I noticed there wasn't any map
methods that generated Dict
s. Which function/name - comments please:
map{K,V}(f::Callable, d::Associative{K,V}) = [ f(k,v) for (k,v)=d ]
map{K,V}(f::Callable, d::Associative{K,V}) = [ (k, f(k,v)) for (k,v)=d ] # or this?
map{K,V}(f::Callable, d::Associative{K,V}) = [ (k, f(v)) for (k,v)=d ] # ..or this?
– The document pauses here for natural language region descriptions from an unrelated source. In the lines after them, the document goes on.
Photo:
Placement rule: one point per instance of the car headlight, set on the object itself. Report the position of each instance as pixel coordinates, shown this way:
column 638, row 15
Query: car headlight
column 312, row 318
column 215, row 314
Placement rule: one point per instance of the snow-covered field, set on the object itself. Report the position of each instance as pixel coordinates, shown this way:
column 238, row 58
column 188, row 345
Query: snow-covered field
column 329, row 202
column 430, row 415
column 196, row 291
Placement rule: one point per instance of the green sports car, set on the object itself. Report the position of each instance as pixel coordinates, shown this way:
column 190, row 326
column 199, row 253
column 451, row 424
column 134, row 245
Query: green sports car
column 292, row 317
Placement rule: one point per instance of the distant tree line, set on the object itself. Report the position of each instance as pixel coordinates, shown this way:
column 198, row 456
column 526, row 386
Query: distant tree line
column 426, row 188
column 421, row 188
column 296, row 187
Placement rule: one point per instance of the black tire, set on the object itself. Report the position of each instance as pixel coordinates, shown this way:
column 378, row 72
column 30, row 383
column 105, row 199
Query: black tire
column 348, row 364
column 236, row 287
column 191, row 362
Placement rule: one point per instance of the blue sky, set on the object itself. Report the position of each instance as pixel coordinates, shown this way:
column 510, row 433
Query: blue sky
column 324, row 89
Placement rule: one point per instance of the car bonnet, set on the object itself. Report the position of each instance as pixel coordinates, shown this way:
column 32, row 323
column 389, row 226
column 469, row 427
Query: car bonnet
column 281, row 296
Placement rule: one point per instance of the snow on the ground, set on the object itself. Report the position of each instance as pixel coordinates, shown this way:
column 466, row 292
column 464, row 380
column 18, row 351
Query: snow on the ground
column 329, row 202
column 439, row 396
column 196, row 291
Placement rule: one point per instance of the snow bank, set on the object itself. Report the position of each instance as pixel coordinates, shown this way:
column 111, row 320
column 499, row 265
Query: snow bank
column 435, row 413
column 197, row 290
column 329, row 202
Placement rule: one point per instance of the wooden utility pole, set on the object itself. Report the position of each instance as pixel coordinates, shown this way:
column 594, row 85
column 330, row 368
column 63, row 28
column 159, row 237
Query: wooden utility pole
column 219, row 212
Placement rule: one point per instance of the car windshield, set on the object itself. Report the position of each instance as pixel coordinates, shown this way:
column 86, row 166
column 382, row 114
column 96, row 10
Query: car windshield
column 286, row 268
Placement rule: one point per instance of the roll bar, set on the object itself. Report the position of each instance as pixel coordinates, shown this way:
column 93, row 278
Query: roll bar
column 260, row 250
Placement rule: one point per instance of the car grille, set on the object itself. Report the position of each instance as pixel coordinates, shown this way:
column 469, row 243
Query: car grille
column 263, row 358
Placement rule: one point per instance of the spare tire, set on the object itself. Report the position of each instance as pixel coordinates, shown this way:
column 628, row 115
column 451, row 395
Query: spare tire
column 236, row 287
To distinguish the above from the current map
(which you still may want to use), they will need new names - suggestions?
I noticed that map
for Array
s handles multiple arrays - presumably this is more of a join-by-key semantic for Dicts and therefore not needed in map
for Dict
s?
Currently, map for dictionary arguments falls back to the general iterable case. I'm not sure I see a difference between the status quo and what you are looking for. Does this not work the way you'd like it to?
julia> f(x) = x;
julia> @which map(f,[1=>"1",2=>"2"])
map(f::Union(Function,DataType),iters...) at abstractarray.jl:1265
julia> map(f,[1=>"1",2=>"2"])
2-element Array{Any,1}:
(2,"2")
(1,"1")
This is very nearly your first suggestion, effectively like … = [ f(x) for x in d ]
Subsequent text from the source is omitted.